Jej głos odegnał halucynacje. Razem z Najstarszą Siostrą w ciemności tak długo masowały mi ręce i nogi, aż wyrwały mnie ze stanu zawieszenia między życiem a śmiercią.

Bladym świtem w krzakach rozległy się płacze. Ludzie głośno rozpaczali nad martwymi, sztywnymi ciałami członków swoich rodzin. Dzięki złotym liściom i podartej kołdrze nasze siedem serc wciąż jeszcze biło. Mama rozdała nam tabletki, które dostała od Pandi. Nie chciałem swojej, więc mama wrzuciła ją do gardła mojej kozie, która w chwilę potem zabrała się do skubania złotych liści. Zarówno liście, jak i gałęzie pokrywała przejrzysta warstewka lodu. Sople zwisały ze skał wystających ze zbocza. Nie było wiatru, lecz nadal padał marznący deszcz, poruszając gałęziami; górska ścieżka lśniła jak lustro.

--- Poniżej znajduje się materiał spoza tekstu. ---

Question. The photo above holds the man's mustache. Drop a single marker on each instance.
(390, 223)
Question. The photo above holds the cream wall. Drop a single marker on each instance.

Jeden z uchodźców, prowadząc osła z zarzuconym na grzbiet ciałem kobiety, ruszył ścieżką w górę. Ośle kopyta ślizgały się na lodzie; zwierzę potykało się co chwila, ledwie wstało – padało z powrotem. Mężczyzna usiłował mu pomagać i przewracał się razem z nim. Trup kobiety w końcu zsunął się z oślego grzbietu i spadł w jakąś rozpadlinę. Spośród skał wyłoniła się złota pantera z małym dzieckiem w pysku i przeskakiwała z głazu na głaz, z trudem utrzymując równowagę; jakaś potargana kobieta goniła ją z krzykiem. Wspinała się bohatersko po oblodzonych skałach, upadając co chwila i podnosząc się znowu; w rezultacie poraniła sobie brodę, wybiła przednie zęby, rozcięła do krwi głowę z tyłu, połamała paznokcie, skręciła kostkę, wybiła rękę ze stawu, a wszystkie jej organy wewnętrzne ucierpiały na skutek wstrząsów. Nie zaprzestała jednak pościgu i w końcu udało jej się złapać panterę za ogon.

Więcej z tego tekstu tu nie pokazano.